Algunas conclusiones de la investigación fueron que las madres ocupadas, a diferencia de los padres, “acomodan” sus horarios de trabajo remunerado para realizar trabajo doméstico durante la mañana, y cuidar niños, niñas y adolescentes a partir de las 16.30hs., horario en que finaliza la jornada de escuelas y jardines maternales y de infantes. Las madres dedican un 60 por ciento de su tiempo al cuidado de hijos e hijas, mientras que los padres, solo un 20 por ciento.

Además, señaló que los sectores pobres dedican más tiempo al cuidado debido a que acceden menos a los servicios remunerados de cuidado. Y que los padres dedican más tiempo de cuidado cuando sus cónyuges están en el mercado de trabajo.

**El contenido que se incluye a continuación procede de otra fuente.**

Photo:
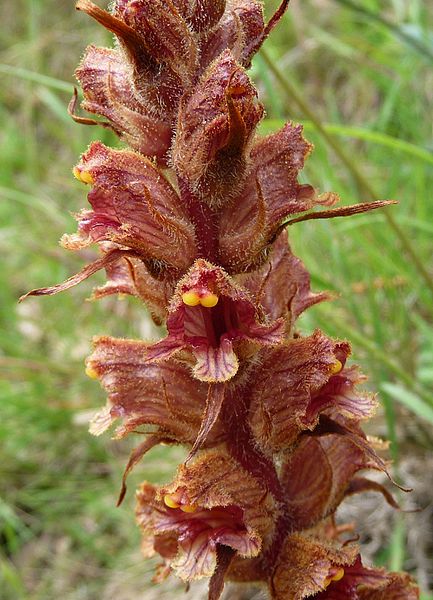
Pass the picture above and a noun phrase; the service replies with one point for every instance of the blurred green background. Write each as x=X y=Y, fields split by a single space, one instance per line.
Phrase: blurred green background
x=358 y=74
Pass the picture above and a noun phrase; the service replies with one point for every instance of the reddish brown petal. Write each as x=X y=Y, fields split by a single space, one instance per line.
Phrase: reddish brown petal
x=215 y=125
x=215 y=364
x=140 y=394
x=225 y=556
x=282 y=285
x=317 y=475
x=214 y=502
x=304 y=566
x=216 y=334
x=340 y=396
x=271 y=193
x=133 y=205
x=298 y=371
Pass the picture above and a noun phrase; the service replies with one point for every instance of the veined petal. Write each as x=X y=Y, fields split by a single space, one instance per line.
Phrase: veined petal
x=212 y=503
x=215 y=364
x=215 y=320
x=316 y=476
x=305 y=566
x=133 y=205
x=143 y=394
x=362 y=583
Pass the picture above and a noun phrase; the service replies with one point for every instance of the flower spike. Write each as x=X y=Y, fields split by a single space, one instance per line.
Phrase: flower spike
x=191 y=218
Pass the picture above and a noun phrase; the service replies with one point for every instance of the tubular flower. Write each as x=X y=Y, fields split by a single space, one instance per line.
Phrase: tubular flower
x=191 y=219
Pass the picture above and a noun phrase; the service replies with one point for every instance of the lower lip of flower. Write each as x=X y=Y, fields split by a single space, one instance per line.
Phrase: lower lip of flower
x=211 y=323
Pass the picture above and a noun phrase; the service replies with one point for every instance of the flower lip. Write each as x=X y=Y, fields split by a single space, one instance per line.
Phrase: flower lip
x=208 y=314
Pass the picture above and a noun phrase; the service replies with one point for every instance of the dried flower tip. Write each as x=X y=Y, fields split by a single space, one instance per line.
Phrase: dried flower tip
x=339 y=574
x=206 y=299
x=335 y=367
x=83 y=176
x=91 y=372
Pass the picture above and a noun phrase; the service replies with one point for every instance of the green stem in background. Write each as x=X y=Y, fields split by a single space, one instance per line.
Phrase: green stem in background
x=358 y=177
x=397 y=544
x=373 y=350
x=398 y=31
x=34 y=77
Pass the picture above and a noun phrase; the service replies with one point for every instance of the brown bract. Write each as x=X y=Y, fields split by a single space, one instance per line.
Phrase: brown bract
x=215 y=125
x=303 y=386
x=216 y=337
x=109 y=92
x=269 y=194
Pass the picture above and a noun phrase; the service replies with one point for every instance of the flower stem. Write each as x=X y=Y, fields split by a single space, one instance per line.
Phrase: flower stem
x=358 y=177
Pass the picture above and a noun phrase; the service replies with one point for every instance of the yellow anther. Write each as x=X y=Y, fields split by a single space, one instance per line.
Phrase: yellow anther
x=338 y=575
x=190 y=298
x=83 y=176
x=209 y=300
x=335 y=367
x=188 y=507
x=91 y=372
x=170 y=501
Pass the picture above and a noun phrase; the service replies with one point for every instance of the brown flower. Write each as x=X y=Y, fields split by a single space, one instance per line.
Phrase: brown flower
x=216 y=123
x=216 y=321
x=211 y=504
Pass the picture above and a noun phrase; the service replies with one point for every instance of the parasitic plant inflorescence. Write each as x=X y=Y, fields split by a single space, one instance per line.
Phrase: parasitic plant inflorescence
x=191 y=217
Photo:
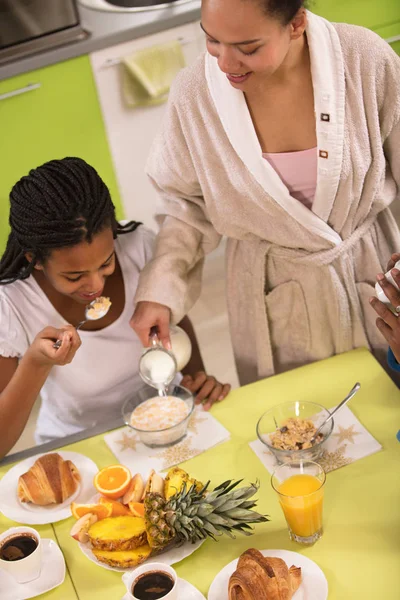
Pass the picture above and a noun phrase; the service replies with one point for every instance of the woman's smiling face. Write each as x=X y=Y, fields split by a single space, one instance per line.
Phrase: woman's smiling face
x=248 y=44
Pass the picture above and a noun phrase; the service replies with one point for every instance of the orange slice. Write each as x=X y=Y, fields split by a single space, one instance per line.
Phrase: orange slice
x=102 y=511
x=118 y=509
x=113 y=481
x=136 y=508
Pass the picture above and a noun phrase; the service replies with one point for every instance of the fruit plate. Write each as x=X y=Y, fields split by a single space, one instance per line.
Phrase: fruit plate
x=30 y=514
x=168 y=558
x=314 y=585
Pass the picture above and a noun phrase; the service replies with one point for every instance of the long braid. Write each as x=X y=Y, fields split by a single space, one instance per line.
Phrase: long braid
x=59 y=204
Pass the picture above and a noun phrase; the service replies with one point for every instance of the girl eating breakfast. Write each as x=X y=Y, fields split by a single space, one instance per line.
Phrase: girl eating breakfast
x=66 y=250
x=284 y=137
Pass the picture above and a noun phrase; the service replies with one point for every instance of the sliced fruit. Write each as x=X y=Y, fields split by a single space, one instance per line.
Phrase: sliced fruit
x=174 y=482
x=123 y=559
x=135 y=490
x=118 y=509
x=118 y=533
x=80 y=528
x=136 y=508
x=154 y=485
x=113 y=481
x=102 y=511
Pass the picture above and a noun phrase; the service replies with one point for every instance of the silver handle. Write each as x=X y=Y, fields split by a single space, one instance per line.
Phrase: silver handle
x=29 y=88
x=349 y=396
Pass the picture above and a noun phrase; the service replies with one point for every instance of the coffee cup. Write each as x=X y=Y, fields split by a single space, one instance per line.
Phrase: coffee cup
x=21 y=553
x=151 y=574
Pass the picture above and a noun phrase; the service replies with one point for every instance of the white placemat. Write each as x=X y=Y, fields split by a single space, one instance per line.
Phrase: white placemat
x=204 y=432
x=348 y=442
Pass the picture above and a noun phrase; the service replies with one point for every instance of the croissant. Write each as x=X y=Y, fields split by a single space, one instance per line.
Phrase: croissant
x=262 y=578
x=51 y=480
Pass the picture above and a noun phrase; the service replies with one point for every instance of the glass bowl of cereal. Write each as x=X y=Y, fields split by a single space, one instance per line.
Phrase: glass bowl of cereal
x=159 y=420
x=287 y=430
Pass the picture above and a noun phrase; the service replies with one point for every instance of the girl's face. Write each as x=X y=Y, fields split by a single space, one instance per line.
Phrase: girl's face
x=80 y=271
x=249 y=45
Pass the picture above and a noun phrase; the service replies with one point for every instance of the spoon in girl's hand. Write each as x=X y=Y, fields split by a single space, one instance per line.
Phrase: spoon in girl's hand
x=97 y=309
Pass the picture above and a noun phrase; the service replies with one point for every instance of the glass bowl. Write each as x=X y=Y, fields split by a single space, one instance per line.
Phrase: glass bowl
x=157 y=438
x=276 y=417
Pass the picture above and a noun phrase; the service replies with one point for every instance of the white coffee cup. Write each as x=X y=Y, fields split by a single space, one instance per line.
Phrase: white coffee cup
x=129 y=579
x=28 y=568
x=380 y=294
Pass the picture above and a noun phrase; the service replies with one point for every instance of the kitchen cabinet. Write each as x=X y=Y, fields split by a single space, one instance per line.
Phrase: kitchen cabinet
x=131 y=131
x=368 y=13
x=51 y=113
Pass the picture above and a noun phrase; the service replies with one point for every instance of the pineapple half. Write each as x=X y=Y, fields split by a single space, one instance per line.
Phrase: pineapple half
x=192 y=514
x=118 y=533
x=123 y=559
x=175 y=480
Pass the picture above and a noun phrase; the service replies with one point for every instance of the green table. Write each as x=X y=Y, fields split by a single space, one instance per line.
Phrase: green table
x=360 y=549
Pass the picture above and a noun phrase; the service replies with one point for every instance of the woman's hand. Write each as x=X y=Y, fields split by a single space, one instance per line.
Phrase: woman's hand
x=393 y=260
x=389 y=323
x=42 y=352
x=206 y=389
x=148 y=315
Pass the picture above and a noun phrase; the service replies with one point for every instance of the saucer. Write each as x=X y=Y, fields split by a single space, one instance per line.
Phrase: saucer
x=52 y=575
x=187 y=591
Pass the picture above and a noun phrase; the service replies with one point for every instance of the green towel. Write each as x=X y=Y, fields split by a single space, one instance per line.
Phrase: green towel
x=147 y=75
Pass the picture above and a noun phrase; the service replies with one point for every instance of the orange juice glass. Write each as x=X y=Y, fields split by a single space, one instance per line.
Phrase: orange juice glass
x=300 y=488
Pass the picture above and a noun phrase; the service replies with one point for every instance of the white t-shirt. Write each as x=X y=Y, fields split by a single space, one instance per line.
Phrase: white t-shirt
x=104 y=372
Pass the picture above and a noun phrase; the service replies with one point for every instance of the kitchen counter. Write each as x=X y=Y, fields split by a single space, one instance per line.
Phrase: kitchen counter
x=107 y=29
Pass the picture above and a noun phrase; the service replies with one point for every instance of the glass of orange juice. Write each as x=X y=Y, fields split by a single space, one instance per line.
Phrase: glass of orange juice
x=300 y=488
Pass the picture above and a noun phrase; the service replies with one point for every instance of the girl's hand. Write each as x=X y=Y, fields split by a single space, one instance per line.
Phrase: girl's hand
x=393 y=260
x=205 y=388
x=389 y=323
x=148 y=315
x=41 y=350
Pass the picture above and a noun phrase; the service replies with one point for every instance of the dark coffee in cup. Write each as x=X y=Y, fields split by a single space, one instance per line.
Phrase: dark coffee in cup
x=153 y=585
x=17 y=547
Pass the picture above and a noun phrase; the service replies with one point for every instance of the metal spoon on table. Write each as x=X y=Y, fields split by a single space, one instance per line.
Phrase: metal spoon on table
x=91 y=314
x=339 y=406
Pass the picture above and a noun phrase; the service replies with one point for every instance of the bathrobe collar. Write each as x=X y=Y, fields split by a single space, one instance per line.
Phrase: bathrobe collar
x=327 y=71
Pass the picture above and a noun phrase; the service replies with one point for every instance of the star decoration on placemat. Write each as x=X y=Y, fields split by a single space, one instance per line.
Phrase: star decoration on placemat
x=346 y=434
x=127 y=441
x=178 y=453
x=195 y=421
x=330 y=461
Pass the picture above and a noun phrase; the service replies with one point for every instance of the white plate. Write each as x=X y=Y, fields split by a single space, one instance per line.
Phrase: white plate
x=187 y=591
x=29 y=514
x=168 y=558
x=52 y=575
x=314 y=585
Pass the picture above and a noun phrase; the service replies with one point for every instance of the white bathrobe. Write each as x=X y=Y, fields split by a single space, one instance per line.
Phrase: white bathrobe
x=298 y=281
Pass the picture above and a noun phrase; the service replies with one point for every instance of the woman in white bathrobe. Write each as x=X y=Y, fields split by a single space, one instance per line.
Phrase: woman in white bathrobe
x=284 y=138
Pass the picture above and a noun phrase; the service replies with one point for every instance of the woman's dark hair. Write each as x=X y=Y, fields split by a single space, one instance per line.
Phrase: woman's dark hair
x=283 y=10
x=62 y=203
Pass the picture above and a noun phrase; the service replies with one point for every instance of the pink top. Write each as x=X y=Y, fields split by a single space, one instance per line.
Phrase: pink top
x=298 y=171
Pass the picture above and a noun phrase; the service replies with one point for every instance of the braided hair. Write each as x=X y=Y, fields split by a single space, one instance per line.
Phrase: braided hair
x=61 y=203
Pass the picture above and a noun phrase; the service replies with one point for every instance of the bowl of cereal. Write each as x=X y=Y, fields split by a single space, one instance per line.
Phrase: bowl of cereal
x=159 y=420
x=287 y=430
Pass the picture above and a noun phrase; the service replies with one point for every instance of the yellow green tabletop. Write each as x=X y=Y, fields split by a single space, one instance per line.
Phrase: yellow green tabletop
x=360 y=549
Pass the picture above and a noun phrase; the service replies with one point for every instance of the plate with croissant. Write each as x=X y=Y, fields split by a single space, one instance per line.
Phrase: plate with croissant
x=40 y=489
x=270 y=575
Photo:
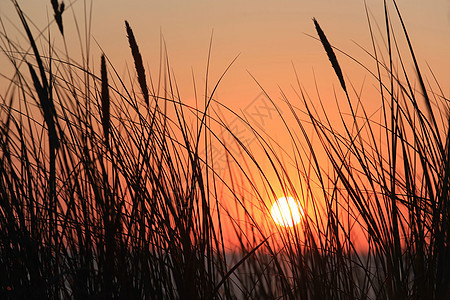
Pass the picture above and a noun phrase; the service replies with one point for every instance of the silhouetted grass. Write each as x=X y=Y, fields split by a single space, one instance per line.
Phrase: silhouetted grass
x=104 y=194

La investigación se hizo a pedido de la Legislatura de la Ciudad Autónoma de Buenos Aires, la Dirección General de Estadística y Censos del Gobierno de la Ciudad de Buenos Aires (DGEyC), con la intención de indagar sistemática y periódicamente acerca de la distribución del uso del tiempo de mujeres y varones residentes en la Ciudad. El objetivo es que a partir de estos resultados, se propicien políticas públicas que mejoren las condiciones de vida de las mujeres.